Avoiding Immigration Law Scams: Proper Form Filing

Form Filing Tips

It's important for you to understand how the USCIS application process works. Knowing the facts will help you avoid scams.

Top 10 Tips Before You File

  1. The official website for USCIS is
  2. USCIS does not charge you a fee to download forms.
  3. Read the form instructions before completing the form. Remember to fill in all required fields and send in any required documentation.
  4. You must sign your form before sending it to USCIS. 
  5. Before you sign an immigration form make sure that you understand it and that the information on it is true and accurate.
  6. Never sign blank forms.
  7. USCIS requires you to pay a filing fee for most forms.
  8. You can pay filing fees with a money order, certified check or valid credit card.
  9. Make sure you get a receipt for any payment you make to an attorney or accredited representative.
  10. Keep copies of all forms and other documents that you file with USCIS.

Top 3 Tips After You File

  1. USCIS will mail you a receipt after we receive your application. Make sure to keep the receipt for your records.
  2. Use the receipt number on your receipt to track the status of your application online.
  3. If you have questions about your application, you can make a free Infopass appointment to visit a USCIS office and speak with an immigration officer.
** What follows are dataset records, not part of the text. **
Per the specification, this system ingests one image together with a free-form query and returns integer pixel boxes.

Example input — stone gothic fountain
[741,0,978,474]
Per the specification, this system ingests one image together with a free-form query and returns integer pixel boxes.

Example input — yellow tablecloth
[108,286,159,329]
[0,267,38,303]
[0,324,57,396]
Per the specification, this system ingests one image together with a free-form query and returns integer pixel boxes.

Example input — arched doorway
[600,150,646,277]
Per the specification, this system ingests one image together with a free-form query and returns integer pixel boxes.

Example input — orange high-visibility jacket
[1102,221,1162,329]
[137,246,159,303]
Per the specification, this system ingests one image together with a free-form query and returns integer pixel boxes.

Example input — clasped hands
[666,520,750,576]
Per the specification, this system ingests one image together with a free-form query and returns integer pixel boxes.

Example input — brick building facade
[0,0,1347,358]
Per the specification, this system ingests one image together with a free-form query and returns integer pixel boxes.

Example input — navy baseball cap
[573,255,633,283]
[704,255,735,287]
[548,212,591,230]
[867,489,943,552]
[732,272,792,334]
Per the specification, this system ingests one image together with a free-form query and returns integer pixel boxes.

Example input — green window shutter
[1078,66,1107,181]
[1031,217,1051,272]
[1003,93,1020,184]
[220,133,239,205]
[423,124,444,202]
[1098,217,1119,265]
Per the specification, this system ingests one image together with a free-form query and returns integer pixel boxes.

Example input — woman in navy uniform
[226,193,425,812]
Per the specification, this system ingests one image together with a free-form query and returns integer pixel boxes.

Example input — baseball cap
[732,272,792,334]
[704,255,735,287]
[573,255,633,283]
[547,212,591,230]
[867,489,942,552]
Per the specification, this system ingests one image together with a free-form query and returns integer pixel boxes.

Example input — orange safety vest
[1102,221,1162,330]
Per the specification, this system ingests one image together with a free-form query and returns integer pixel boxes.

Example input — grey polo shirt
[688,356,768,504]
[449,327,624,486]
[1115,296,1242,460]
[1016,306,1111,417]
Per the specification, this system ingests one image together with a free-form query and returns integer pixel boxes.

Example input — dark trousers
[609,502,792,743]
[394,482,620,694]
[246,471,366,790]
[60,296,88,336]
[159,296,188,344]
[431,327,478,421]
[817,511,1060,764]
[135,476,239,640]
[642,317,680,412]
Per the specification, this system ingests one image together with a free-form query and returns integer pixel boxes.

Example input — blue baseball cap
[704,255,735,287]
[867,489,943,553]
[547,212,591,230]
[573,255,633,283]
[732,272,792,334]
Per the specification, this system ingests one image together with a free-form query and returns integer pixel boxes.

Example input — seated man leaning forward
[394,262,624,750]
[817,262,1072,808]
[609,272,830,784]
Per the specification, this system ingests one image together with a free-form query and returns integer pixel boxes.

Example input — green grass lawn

Tips for Working with an Attorney or Accredited Representative

  • If you're working with an attorney, check with the state bar association to verify that the attorney is eligible to practice in—and is a member in good standing of the bar of the highest court of—any U.S. state, possession, territory or commonwealth, or the District of Columbia.
  • If working with a non-attorney, verify whether the individual is an accredited representative of an organization recognized by the Board of Immigration Appeals (BIA).
  • Know the law in your state. Some states have specific laws regulating immigration consultants.
  • If you are unsure whether your immigration service provider is giving trustworthy advice, do not hesitate to seek a second opinion. When doing so, always work with a licensed attorney or BIA-accredited representative.